In a hint of optimism for the industry, John Koldowski, director of its Strategic Intelligence Center, predicts the industry will still be “above the line” over the next couple of years. “We are extremely cautious in our opinion.”
Australia saw the “collapse” of its Japanese tourism market, its third-most lucrative, when visitor numbers dropped by up to 20 percent in 2008, sparking further fears in the industry, according to figures released by the Australian Bureau of Statistics.
Australian tourism saw a drop of about 14 percent in the number of visitors from South Korea, while Taiwanese visitors fell by 16 percent. Overall, there was a drop of international visitors in 2008, the first since 2003.
“The industry is bracing for mass job losses. It has affected the whole industry, with Australia’s biggest attraction Queensland, particularly Cairns, markets once reliant on the Japanese tourists hardest hit,” according to Olivia Wirth, executive director of the Tourism and Transport Forum.
It is estimated that two-thirds of Australian tourism operators would have to cut their workforce in 2009 as international visitor numbers “drop.”

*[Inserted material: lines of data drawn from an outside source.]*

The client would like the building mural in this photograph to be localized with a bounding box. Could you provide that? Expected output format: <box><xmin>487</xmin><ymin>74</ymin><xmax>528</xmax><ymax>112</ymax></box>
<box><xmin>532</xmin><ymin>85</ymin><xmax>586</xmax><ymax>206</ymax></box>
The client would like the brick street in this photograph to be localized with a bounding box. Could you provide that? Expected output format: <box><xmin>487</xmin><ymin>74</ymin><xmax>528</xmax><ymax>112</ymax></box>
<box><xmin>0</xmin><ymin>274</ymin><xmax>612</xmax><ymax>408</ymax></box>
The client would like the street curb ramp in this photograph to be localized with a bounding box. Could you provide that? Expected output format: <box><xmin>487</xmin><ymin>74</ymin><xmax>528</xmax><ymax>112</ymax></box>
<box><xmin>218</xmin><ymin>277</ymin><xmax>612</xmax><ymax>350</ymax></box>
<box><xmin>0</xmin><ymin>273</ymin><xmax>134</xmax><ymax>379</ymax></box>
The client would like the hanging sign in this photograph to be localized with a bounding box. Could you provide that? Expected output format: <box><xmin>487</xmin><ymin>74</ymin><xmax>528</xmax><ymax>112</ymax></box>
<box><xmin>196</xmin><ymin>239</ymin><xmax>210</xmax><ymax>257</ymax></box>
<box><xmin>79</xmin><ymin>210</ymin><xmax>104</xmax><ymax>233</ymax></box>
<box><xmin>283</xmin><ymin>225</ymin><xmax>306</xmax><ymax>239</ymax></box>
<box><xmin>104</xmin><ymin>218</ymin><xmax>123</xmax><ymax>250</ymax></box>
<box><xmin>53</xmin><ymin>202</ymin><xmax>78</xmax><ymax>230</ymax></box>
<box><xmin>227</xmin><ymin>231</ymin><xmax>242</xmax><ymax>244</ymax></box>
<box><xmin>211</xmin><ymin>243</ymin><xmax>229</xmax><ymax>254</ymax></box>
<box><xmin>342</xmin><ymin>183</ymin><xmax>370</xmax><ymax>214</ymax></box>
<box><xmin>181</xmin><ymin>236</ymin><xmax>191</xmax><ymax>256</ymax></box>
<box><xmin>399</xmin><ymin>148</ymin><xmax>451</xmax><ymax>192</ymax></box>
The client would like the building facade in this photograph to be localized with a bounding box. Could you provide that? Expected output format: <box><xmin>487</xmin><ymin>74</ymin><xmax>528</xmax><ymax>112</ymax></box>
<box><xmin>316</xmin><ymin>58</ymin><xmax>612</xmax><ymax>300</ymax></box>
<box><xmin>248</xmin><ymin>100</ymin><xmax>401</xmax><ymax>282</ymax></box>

“In the meantime, funding for domestic marketing campaigns should be increased to help boost the number of Australians holidaying at home.”
Meanwhile, Malaysia and Thailand, Southeast Asia’s biggest tourist destinations, are both expecting up to 9 percent drop in visitor arrivals in 2009. “This is alarming and underlines the challenges facing the industry for the coming years,” added Wirth.
The International Air Transport Association (IATA) warns global airlines are facing the worst crisis in 50 years, ahead of the aviation industry seeing “carriers collapsing, revenues tumbling and hundreds of jobs at risk.”
IATA has estimated up to 400,000 airline jobs among the 32 million or so now employed around the world in air transport, travel and tourism sectors will “disappear.”